So war meine erste Belle aus einen sehr leichten Sommersweat und diese zweite hier ist eine  Jacquard. Aus einem besonderen Jacquard: Er ist nämlich das Giveaway des letzten Lillestoff-Festivals gewesen und lag mir so als Erinnerung an die Begegnung mit vielen sehr lieben Menschen besonders am Herzen.




Ich hatte immer im Kopf aus meinem Meter dieses schönen Stoffs etwas Besonderes zu nähen, nicht einfach nur ein schlichtes Langarmshirt. Allerdings limitiert der eine Meter ja durchaus in der Wahl der Schnitte, rauschende Ballkleider sind da nicht drin.




Also hat dieser Stoff nur auf die Belle gewartet. Der Lillestoff vom vorletzten Jahr wartet übrigens immer noch auf seine Bestimmung.




Das Schößchen macht Belle aus meiner Sicht zu etwas ganz Besonderem, gibt ihr einen sehr femininen Touch. Ich finde das ganz schön in meinem Alltag, der ja doch meist nach Jeans und Hoodie schreit. Wenn man mal wieder bis zur Halskrause zwischen Wäschekörben und Kinderterminen steckt, schadet es nicht, sich ab und zu mal wieder wie ein weibliches Wesen zu fühlen.




Um dem Ganzen noch etwas mehr Blingbling zu geben, habe ich sowohl den Halsausschnitt als auch den Saum mit einem elastischen silbernen Wäschegummi eingefasst.




Sieht man leider nur nicht so dramatisch auf meinen Bildern, aber man kann nicht alles haben.
Dafür könnt Ihr auf einigen Bildern einen Blick auf meine neuen roten Stiefel erhaschen. Ich bin verliebt, muss ich Euch gestehen.




Aber hier geht es ja um meine Belle, die übrigens sehr variantenreich genäht werden kann: drei Ärmellängen, mit oder ohne Schößchen, mit einfachen oder doppelten Trompetenärmeln, was insgesamt zehn Shirtvarianten machen dürfte. Ich würde sagen, da bekommt man einiges für sein Geld geboten.




Ich fühle mich auf jeden Fall wohl in meiner Lille-Belle, die übrigens wirklich rasend schnell genäht ist - So bleibt mehr Zeit für  Wäsche und Kindertermine...
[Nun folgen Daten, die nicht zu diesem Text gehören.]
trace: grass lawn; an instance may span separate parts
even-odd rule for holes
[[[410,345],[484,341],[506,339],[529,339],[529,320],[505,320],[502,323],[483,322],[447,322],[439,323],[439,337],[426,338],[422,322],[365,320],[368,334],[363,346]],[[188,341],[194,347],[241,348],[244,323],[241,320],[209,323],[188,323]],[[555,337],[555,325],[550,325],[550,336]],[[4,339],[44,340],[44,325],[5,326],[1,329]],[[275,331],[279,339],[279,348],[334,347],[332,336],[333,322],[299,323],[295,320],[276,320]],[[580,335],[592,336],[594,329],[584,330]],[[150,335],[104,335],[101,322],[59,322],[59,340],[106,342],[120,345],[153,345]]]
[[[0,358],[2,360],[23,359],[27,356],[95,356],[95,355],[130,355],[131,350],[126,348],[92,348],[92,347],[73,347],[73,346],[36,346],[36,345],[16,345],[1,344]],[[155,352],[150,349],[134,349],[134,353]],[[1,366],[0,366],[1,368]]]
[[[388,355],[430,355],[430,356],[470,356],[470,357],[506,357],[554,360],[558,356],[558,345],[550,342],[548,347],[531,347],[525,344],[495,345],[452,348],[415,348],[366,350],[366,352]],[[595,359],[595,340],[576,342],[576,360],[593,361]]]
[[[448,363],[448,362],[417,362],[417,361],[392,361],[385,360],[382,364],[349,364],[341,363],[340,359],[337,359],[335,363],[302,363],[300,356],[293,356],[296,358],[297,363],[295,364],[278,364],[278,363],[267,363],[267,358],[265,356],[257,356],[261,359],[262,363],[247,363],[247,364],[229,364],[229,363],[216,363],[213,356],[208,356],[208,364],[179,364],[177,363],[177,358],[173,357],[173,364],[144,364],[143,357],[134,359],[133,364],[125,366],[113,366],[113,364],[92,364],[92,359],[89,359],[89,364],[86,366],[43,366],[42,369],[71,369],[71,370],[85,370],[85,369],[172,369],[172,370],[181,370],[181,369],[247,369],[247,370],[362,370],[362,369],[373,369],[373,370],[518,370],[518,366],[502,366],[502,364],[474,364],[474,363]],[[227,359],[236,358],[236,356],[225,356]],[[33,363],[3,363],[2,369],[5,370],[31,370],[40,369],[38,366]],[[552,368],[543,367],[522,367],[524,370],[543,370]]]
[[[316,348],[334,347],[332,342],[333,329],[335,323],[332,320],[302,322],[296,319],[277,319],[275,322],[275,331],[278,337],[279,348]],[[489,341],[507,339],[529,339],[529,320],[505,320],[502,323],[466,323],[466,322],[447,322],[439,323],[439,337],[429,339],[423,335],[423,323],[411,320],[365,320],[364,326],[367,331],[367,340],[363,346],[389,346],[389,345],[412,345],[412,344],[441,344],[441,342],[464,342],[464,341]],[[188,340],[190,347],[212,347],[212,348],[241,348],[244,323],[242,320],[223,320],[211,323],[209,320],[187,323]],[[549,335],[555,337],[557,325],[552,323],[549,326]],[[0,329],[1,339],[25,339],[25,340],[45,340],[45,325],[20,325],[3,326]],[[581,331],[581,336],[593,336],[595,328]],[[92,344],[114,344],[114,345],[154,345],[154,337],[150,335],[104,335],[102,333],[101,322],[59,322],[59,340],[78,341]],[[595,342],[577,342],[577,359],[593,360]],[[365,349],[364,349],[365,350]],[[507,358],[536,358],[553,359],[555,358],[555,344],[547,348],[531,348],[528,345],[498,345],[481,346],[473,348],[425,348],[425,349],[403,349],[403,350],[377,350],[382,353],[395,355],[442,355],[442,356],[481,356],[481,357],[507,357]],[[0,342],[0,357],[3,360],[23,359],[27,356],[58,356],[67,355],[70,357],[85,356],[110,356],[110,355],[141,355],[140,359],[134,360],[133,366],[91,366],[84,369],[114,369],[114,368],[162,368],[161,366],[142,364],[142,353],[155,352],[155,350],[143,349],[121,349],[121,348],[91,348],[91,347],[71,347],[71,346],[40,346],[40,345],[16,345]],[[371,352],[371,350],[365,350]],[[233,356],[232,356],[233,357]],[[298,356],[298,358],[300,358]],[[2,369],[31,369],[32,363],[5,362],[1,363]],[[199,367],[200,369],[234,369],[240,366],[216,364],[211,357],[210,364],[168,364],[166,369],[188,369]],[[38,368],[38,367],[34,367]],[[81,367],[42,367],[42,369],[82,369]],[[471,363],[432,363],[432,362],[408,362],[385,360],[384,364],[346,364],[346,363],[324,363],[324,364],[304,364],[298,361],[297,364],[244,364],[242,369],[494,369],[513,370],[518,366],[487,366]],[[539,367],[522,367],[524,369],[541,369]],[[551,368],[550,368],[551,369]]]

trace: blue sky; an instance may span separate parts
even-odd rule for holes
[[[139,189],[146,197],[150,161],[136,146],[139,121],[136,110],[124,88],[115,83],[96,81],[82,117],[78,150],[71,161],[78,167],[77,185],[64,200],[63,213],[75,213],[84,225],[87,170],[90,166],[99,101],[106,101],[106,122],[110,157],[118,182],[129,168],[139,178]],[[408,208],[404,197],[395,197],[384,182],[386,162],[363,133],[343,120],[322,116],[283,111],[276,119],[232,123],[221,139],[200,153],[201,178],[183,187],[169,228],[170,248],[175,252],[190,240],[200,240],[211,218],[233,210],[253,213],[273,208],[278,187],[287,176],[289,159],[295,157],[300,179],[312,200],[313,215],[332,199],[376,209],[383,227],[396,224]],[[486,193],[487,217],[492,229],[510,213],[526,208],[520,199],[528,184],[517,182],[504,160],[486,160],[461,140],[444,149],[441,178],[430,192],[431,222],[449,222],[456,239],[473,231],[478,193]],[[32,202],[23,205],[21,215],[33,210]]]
Und jetzt ab damit zu RUMS.

Sonntag, 25. Februar 2018

Superherooo

Hallo Ihr Lieben,
Superhelden gibt es in meinem Alltag viele. Sei es die Kollegin in der Schule, die sich über die Maßen hinaus für eine Schülerin einsetzt, eine liebe ältere Freundin, die über zehn Jahre lang aufopferungsvoll ihren Mann gepflegt hat oder den Bekannten, der immer wieder seine Stimme erhebt für die, die sich selber kein Gehör verschaffen können.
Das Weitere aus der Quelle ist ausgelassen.